Avec la crise du carburant en France, les plateformes de covoiturage font le plein (AFP)

"Des niveaux record" d'utilisateurs des plateformes de covoiturage en France: entre pénuries de carburants et annonces de grève des transports en commun, les Français s'organisent de plus en plus collectivement pour les trajets du quotidien.

"C'est très pratique" et bénéfique pour tous, dit à l'AFP Adbelhakim, qui n'a pas souhaité donner son nom de famille. Il s'est installé il y a deux mois en Isère (sud-est) et était d'abord "dépendant de [sa] voiture", proposant des trajets en covoiturage vers Grenoble.

Mais la pénurie de carburants lui a permis de franchir le pas et de devenir passager à son tour. "Cela m'a permis de dépenser moins d'essence, de faire plus d'économies et de moins polluer", se félicite-t-il. Et il compte continuer sur cette lancée même après la pénurie: "Je suis flexible, je n'ai pas d'obligation à rentrer tôt ou tard".

"Pour beaucoup de Français, l'essence est devenue un produit de luxe", estime Nicolas Michaux, porte-parole de la plateforme de covoiturage BlaBlaCar.

Le réseau BlaBlaCar Daily, qui propose des trajets quotidiens courts, observe une hausse de 30% des demandes pour être passager depuis les grèves dans les raffineries françaises et les pénuries de carburants qui en découlent.

Un phénomène toutefois "visible depuis l'an dernier. Les Français se mettent de plus en plus au covoiturage, mais avec l'inflation et la pénurie de carburants, on a atteint des niveaux records d'utilisateurs", explique M. Michaux.

Lundi, à la veille d'une journée de "mobilisation et grève" dans tout le pays, le mouvement a été reconduit dans trois raffineries sur sept et cinq gros dépôts de TotalEnergies, aggravant les tensions sur l'approvisionnement en carburant.

Même son de cloche du côté de Karos, qui compte 600.000 utilisateurs en France. La plateforme a constaté un pic d'inscription le weekend du 8 octobre, explique à l'AFP son porte-parole Tom Attias.

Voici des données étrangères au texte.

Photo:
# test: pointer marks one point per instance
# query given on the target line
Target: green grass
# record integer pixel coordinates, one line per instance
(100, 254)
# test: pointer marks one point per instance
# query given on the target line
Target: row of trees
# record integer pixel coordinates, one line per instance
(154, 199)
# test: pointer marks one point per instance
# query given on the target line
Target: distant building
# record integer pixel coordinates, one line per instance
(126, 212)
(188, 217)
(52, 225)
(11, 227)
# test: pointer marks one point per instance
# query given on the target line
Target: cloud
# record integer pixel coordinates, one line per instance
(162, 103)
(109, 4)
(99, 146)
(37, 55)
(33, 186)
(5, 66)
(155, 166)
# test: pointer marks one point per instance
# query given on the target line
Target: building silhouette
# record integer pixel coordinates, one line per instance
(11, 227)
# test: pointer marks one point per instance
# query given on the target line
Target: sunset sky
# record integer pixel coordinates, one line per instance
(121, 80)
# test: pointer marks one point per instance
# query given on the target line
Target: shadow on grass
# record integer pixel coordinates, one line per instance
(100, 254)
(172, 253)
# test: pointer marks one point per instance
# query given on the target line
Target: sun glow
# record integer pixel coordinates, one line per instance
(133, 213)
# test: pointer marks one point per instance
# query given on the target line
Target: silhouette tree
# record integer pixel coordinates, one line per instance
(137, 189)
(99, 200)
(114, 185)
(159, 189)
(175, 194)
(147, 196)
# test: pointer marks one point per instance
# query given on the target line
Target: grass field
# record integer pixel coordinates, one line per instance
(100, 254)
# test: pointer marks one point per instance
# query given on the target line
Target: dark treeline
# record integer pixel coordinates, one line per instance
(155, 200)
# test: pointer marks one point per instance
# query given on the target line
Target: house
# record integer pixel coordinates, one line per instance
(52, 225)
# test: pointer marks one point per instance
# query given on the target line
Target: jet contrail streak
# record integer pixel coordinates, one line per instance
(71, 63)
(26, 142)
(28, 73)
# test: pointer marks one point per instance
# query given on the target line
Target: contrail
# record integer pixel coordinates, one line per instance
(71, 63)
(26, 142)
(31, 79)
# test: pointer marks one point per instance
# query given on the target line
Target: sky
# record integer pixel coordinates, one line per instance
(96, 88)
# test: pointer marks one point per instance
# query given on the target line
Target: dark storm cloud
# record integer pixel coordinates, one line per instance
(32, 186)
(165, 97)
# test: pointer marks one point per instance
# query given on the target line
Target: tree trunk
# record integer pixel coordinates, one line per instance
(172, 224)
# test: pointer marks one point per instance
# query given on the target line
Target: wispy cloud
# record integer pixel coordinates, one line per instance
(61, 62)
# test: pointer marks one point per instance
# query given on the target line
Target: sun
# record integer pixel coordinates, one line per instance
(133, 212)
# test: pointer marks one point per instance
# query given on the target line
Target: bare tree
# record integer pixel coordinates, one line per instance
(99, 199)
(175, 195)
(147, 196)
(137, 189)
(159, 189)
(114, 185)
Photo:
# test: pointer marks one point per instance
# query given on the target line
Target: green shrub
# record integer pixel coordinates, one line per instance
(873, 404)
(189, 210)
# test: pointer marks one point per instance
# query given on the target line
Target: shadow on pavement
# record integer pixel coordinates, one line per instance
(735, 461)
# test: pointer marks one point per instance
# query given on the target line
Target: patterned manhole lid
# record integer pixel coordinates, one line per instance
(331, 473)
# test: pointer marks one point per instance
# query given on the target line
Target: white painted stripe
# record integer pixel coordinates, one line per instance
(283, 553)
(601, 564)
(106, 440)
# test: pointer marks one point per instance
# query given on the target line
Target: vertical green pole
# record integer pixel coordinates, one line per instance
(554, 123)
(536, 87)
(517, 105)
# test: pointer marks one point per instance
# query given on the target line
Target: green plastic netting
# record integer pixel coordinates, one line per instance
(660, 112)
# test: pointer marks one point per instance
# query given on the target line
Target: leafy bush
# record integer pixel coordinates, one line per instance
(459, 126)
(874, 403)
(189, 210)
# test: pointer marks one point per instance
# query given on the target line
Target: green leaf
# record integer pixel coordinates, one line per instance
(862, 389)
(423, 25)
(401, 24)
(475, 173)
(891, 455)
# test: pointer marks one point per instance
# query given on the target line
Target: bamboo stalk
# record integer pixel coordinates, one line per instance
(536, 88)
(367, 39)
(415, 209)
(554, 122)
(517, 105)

Vers un "changement structurel"

Elle a même constaté 44% de nouveaux utilisateurs le lundi 10 octobre au matin, des "personnes qui ne trouvaient plus de carburant" ou d'autres, qui en avaient toujours "et voulaient en faire profiter les autres, par élan de solidarité", souligne M. Attias.

L'entreprise a d'ailleurs lancé une campagne de communication par SMS, courriels et notifications, "pour inciter les conducteurs qui ont de la place dans leur véhicule à prendre des passagers", relève-t-il.

Patrick Robinson Clough, patron de Citygo, une application de covoiturage urbaine basée dans les métropoles de Paris et sa périphérie, Lille, Lyon et Marseille, a quant à lui observé une augmentation de 42% des inscriptions et un doublement du nombre de conducteurs entre le 3 et le 10 octobre. La dynamique "continue encore", affirme-t-il à l'AFP.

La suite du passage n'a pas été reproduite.